The way audiences engage with video content has changed radically over recent years, moving from passive to more choice-based consumption models. Consumers are creating their own personalised viewing experiences, drawing from ever more diverse sources and platforms. Content providers have responded by delivering content across multiple platforms, from linear broadcast to online and mobile. However, the device or platform has become a means to an end; what consumers really care about is accessing the story they want to engage with on the screen of choice.
While audiences no longer take a linear approach to engaging with content, the majority of broadcasters and media organisations still think of and produce content in a linear, programme-centric fashion, requiring a high-degree of human intervention. Story-centric media production aims to shift the focus to creative decisions that make great TV and video and simplify production for multiple devices and formats.
In order to meet the huge consumer appetite for content, large broadcasters can easily produce over 50,000 video files an hour, with the final edited content being distributed across a hugely diverse range of OTT and mobile platforms. At the same time downward pressure on production budgets adds another dimension to an already complex operation.
In addition to more content across more platforms, consumers increasingly expect specific versions of the content that can be accessed via different devices – all on production budgets that are already stretched thin. Story-centric production has been seen as a potential solution to this conundrum. However, it has so far failed to deliver on its promise. The biggest obstacle to progress is poor metadata. Without rich metadata the assets stored in centralised MAM systems are difficult to access and utilise. In the current production workflow model, at ingested, the only metadata usually attached to a file is the title. This makes searching through assets a time consuming and often fruitless task.

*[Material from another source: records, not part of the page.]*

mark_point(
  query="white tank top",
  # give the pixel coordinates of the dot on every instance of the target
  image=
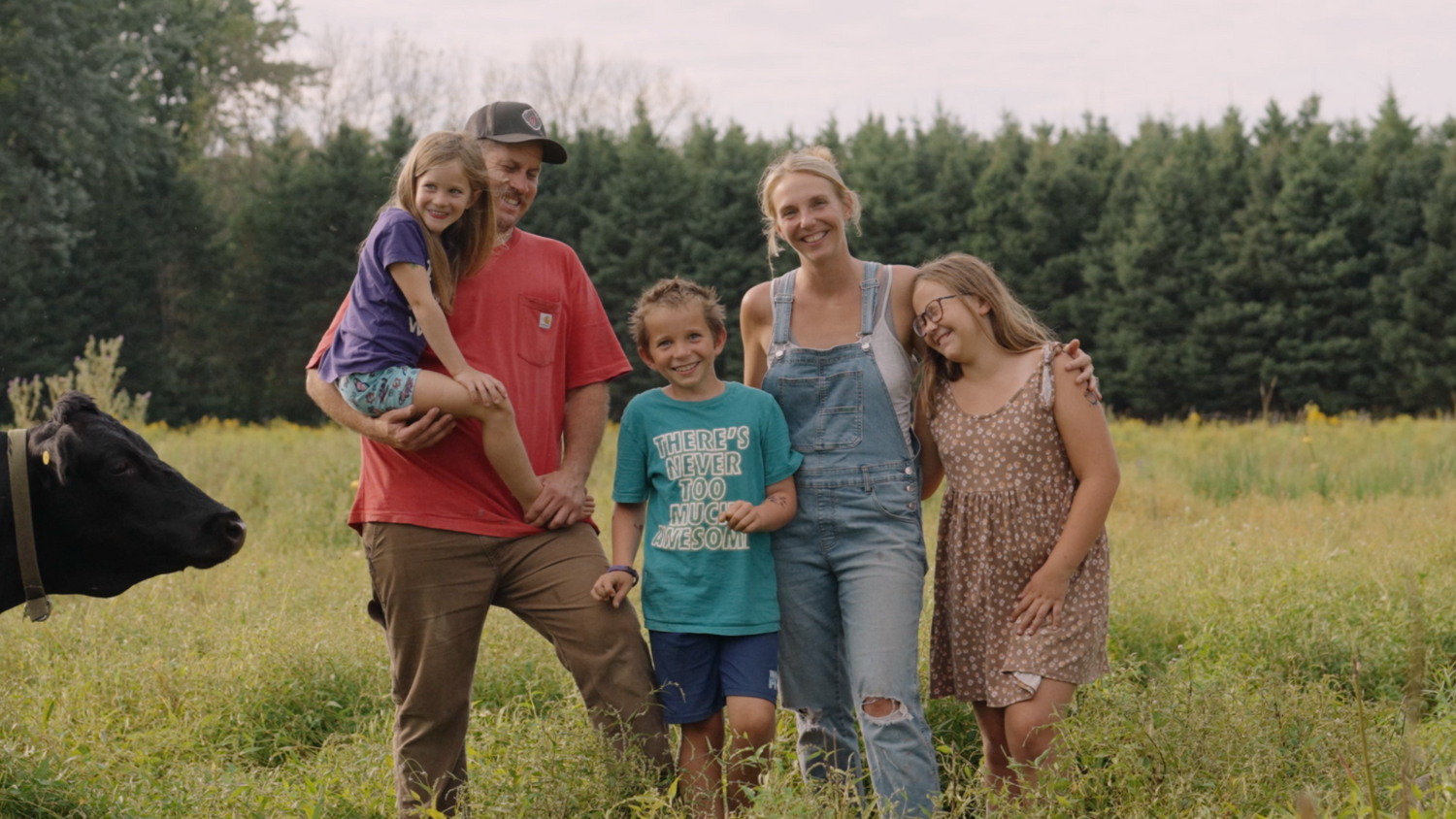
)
(891, 360)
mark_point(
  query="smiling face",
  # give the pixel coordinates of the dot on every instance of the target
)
(961, 328)
(810, 214)
(681, 349)
(443, 195)
(514, 169)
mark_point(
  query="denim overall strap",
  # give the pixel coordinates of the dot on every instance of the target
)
(782, 290)
(868, 290)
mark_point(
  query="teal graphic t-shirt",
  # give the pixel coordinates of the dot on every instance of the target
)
(689, 460)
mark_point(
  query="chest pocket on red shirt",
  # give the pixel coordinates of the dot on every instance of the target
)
(541, 331)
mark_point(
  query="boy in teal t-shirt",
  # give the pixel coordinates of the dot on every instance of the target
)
(705, 472)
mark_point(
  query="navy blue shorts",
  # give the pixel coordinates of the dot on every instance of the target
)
(698, 672)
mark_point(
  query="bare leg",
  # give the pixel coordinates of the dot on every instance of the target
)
(698, 758)
(750, 732)
(999, 774)
(1031, 728)
(500, 437)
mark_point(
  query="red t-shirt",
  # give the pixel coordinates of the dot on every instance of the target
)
(532, 319)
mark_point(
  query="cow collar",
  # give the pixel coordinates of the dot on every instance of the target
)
(37, 606)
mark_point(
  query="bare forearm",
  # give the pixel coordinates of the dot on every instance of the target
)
(437, 334)
(628, 521)
(779, 505)
(585, 419)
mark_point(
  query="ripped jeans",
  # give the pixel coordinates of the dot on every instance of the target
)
(850, 571)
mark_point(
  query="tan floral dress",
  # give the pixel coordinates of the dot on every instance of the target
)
(1009, 490)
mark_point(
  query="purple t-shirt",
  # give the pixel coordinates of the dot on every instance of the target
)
(379, 328)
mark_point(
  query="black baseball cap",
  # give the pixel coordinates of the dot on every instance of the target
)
(514, 122)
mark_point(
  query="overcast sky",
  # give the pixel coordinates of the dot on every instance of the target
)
(771, 66)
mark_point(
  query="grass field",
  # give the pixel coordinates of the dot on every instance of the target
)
(1283, 640)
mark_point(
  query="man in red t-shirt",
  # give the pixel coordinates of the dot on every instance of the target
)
(443, 534)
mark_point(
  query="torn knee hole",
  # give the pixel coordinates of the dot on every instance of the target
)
(884, 708)
(809, 719)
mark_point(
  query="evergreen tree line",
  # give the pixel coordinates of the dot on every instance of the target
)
(1216, 267)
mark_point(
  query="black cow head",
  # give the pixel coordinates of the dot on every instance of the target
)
(108, 512)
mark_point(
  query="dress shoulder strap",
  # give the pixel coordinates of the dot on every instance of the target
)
(1047, 383)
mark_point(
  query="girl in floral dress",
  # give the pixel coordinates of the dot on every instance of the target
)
(1021, 573)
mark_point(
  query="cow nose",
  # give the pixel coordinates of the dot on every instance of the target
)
(236, 531)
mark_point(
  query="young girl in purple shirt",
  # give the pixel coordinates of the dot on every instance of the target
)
(437, 229)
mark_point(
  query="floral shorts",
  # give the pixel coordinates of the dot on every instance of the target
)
(376, 393)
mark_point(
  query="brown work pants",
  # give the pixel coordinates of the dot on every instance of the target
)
(431, 592)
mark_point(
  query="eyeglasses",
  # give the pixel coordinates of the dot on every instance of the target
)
(932, 313)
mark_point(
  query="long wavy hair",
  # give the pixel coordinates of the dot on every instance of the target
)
(471, 239)
(1013, 326)
(814, 159)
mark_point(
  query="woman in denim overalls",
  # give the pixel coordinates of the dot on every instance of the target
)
(832, 343)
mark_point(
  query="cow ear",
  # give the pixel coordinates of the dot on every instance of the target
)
(70, 405)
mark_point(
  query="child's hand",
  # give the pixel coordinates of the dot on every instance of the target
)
(612, 586)
(1040, 603)
(742, 516)
(483, 389)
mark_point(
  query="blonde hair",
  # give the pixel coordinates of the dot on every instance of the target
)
(678, 294)
(817, 160)
(1013, 326)
(472, 238)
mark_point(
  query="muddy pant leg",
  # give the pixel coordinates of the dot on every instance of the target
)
(881, 589)
(431, 592)
(811, 652)
(546, 580)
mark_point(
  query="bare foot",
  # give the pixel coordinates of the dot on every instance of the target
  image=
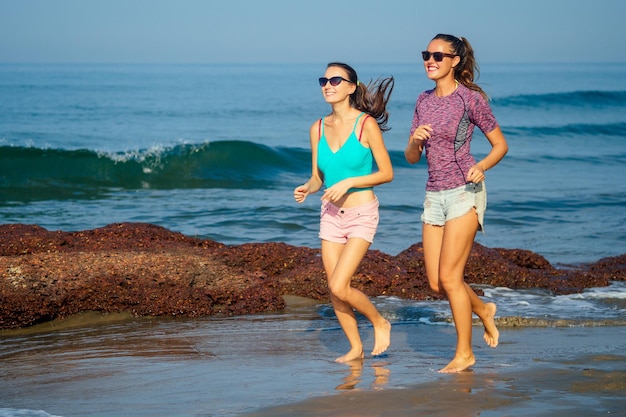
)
(492, 334)
(458, 364)
(382, 338)
(352, 355)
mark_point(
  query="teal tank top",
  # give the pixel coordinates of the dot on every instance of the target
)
(351, 160)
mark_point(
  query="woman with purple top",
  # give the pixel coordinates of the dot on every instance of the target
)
(456, 197)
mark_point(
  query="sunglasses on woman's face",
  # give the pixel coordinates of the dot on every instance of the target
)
(334, 81)
(437, 56)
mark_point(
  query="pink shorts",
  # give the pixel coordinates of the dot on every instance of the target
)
(340, 224)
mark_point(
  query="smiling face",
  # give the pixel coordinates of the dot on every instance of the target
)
(340, 92)
(439, 70)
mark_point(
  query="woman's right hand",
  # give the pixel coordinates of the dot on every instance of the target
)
(300, 193)
(421, 135)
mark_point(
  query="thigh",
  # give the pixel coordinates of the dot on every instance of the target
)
(342, 262)
(458, 238)
(432, 238)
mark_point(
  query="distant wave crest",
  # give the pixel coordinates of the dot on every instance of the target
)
(578, 99)
(29, 173)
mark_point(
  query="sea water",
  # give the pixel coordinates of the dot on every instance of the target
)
(215, 151)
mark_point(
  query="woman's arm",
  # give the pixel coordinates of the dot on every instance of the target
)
(499, 148)
(314, 183)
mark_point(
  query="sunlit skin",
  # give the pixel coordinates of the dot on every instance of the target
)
(342, 260)
(447, 248)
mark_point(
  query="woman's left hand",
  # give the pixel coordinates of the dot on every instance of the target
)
(475, 174)
(337, 191)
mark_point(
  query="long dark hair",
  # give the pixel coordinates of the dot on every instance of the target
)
(371, 98)
(467, 70)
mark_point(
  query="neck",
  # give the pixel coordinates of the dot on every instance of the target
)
(446, 87)
(342, 112)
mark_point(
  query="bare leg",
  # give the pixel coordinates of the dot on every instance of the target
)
(486, 312)
(341, 262)
(446, 250)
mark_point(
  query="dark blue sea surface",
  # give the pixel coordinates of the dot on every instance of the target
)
(215, 151)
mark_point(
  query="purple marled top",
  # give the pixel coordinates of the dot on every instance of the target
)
(453, 119)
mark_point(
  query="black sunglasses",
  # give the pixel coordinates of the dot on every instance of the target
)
(438, 56)
(334, 81)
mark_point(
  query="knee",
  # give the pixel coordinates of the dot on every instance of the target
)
(435, 287)
(339, 292)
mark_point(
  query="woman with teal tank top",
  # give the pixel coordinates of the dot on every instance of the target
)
(346, 145)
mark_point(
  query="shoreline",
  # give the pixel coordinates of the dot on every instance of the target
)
(148, 271)
(117, 369)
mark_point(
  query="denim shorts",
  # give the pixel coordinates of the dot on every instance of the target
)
(441, 206)
(339, 224)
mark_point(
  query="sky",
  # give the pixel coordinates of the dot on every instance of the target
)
(306, 31)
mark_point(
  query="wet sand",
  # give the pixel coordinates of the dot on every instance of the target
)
(281, 365)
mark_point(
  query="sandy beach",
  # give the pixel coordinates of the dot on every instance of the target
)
(281, 365)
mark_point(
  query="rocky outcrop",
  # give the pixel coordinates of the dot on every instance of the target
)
(150, 271)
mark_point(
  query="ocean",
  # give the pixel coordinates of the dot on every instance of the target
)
(215, 151)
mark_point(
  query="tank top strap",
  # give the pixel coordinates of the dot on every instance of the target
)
(320, 129)
(363, 126)
(357, 121)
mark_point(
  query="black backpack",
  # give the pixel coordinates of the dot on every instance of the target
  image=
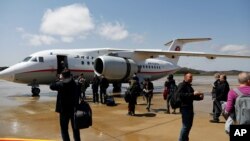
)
(175, 100)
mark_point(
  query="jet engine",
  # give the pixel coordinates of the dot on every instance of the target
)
(115, 68)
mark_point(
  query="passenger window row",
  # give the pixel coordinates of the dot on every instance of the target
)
(149, 67)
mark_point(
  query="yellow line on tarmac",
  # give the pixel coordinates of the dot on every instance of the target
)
(17, 139)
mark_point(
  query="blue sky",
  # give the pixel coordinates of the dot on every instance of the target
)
(28, 26)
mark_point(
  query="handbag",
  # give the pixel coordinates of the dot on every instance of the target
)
(83, 116)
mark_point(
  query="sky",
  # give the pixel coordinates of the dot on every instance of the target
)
(28, 26)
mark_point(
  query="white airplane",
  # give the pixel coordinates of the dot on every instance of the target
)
(117, 65)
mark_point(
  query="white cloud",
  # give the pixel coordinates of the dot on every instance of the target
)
(38, 40)
(71, 20)
(137, 38)
(236, 49)
(20, 29)
(114, 31)
(67, 39)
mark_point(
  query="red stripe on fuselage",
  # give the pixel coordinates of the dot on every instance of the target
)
(158, 72)
(52, 70)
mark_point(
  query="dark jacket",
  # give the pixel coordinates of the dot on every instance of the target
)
(186, 94)
(104, 84)
(222, 91)
(67, 97)
(216, 83)
(95, 83)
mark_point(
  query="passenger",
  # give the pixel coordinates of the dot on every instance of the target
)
(187, 95)
(171, 87)
(95, 85)
(133, 88)
(84, 84)
(221, 96)
(244, 88)
(148, 90)
(138, 91)
(67, 100)
(104, 84)
(135, 77)
(215, 85)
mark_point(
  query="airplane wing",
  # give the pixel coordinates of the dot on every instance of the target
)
(173, 54)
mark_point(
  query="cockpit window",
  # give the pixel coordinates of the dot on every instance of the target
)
(26, 59)
(41, 59)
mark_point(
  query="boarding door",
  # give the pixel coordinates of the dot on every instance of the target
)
(62, 63)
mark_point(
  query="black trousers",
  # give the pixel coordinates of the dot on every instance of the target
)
(103, 95)
(64, 122)
(217, 109)
(95, 95)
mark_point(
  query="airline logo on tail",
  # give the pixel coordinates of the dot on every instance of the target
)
(177, 48)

This is changing. AI-based tools now enable enriched metadata to be automatically generated and the creation of new workflows that allow metadata to be handled correctly by MAM solutions. We believe that this story-centric approach is a key enabler of the ‘smart studio’, changing the way that video is produced, distributed and consumed and delivering a huge increase in efficiency. Highly granular metadata combined with highly accurate voice and object recognition, enables video clips to be indexed, located and then shared with single frame precision. This automation provides the ability to share with different audiences as well as sell assets or share them with business partners and customers.
The ‘smart studio’ will enable media organisations to maximise the value of each individual piece of content, using built-in intelligence to get the right content to the right audience, or to the right user. The combination of AI, real-time search engine and scriptable production engine technology makes it possible to create a true story centric workflow which will allow thumbnails of assets to be accessed as the script is being written, vastly speeding the creative process, with re-editing handled in the scripting application.
The integration of TVU MediaMind with Media Asset Management systems puts metadata at the heart of video workflows. By creating one centralized search engine for all raw materials, live or recorded, that feed all distribution channels, the barriers to efficiency erected by multiple content production workflows are removed.
In today’s approach, producers hand-craft the multiple versions required for a TV show. In the story-centric ‘smart studio’, AI engines will deliver a step-change in efficiency. By ensuring that existing videos are instantly searchable down to the exact frame, and even made available during the scripting process. AI tools will also automate the production of multiple versions and optimise content delivery to each target audience segment.
Much of the technology needed to transition to the ‘smart studio’ already available today and when combined with cloud-based model complete with voice and object recognition, has the potential to revolutionize the way video is produced, distributed and consumed.